Cultura

Apestados rusos

Toscanadas

Pushkin, Chéjov, Pasternak, Grossman y tantos otros han escrito obras maestras sobre las penas de su patria en medio de una plaga.

De muchas cosas depende aquello que nos llama la atención en un libro. En cada relectura a lo largo de los años suelo subrayar distintas frases que en la ocasión anterior, y los subrayados sirven como mapa emocional. En mis relecturas rusas de estos meses, subrayo fragmentos que antes había pasado de largo.

Pushkin escribió un libro titulado Viaje a Arzrum durante la campaña de 1829. En esta lectura subrayé: “Al volver al palacio me enteré… de que en Arzrum se había declarado la peste. Inmediatamente imaginé los horrores de una cuarentena”. Cuenta que se le acercó un pordiosero contagiado y “empujé al mendigo con una sensación de indecible repugnancia”, cosa que no suena muy caballeresca.

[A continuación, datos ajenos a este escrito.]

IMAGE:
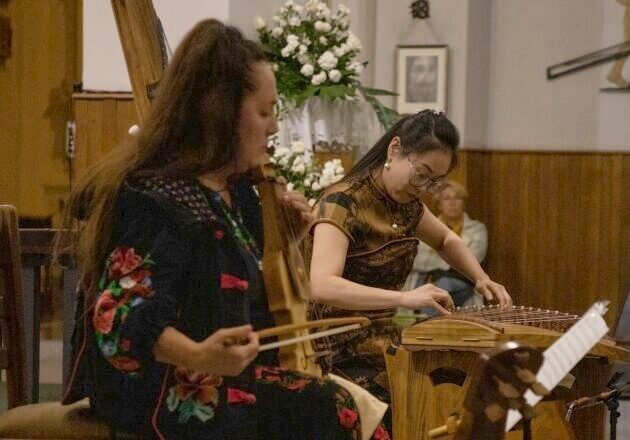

A los enfermos les llama “apestados”, que ahora suena mal, pero es término correcto. La Biblia habla de las pestes con las que Dios se regodea, y Ezequiel, como su portavoz, dice: “al que esté en la ciudad lo consumirá el hambre y la pestilencia”.

En su viaje a la isla de Sajalín, Chéjov escribió a un amigo: “En todas partes hay cólera, en todas partes hay cuarentena y terror”. Tras regresar, escribió “Gúsiev”, otra obra maestra. Es la historia de varios soldados enfermos que envían en barco de vuelta a casa. Algunos irán muriendo y los echarán al mar. Cuando el cadáver de Gúsiev se va hundiendo en las aguas, entre peces y un tiburón, Chéjov cambia la perspectiva para mirar hacia arriba. “Al contemplar ese cielo espléndido y fascinante, el océano empieza a ensombrecerse, pero pronto adquiere unos colores delicados, alegres, apasionados, difíciles de nombrar en la lengua de los hombres”.

En Doctor Zhivago, lo que prolifera es el tifus, transmitido por los piojos, y que suele florecer en tiempos de guerra. “Fosas comunes y túmulos colectivos para quienes morían de frío o del tifus exantemático que estaba causando estragos a lo largo de la línea y había devastado pueblos enteros”, y agrega: “Un viajero, cuando encontraba a otro, se hacía a un lado”.

Shólojov escribe en El Don apacible: “Centenares de prisioneros sucumbían de inanición o de tifus y disentería, que hacían estragos entre ellos”. Bunin relata en Una aldea: “Siempre escorbuto y tifus, tifus y escorbuto. En una zona perecieron todos los chicos; en otra se alimentaron de los perros”. Y más adelante: “En casi todas las cabañas había viruela o tifus exantemático”.

Vasili Grossman habla de escuelas cerradas “por brotes de sarampión” y de un orfelinato en el que “se había decretado la cuarentena a raíz de un brote de peste o de ántrax maligno”.

En mis próximas relecturas, espero subrayar “Es preciso vivir” en Las tres hermanas de Chéjov; y no esa línea de La muerte de Iván Ílich: “El sitio en el cementerio que eligió Prascovia Fiodorovna costaría doscientos rublos”.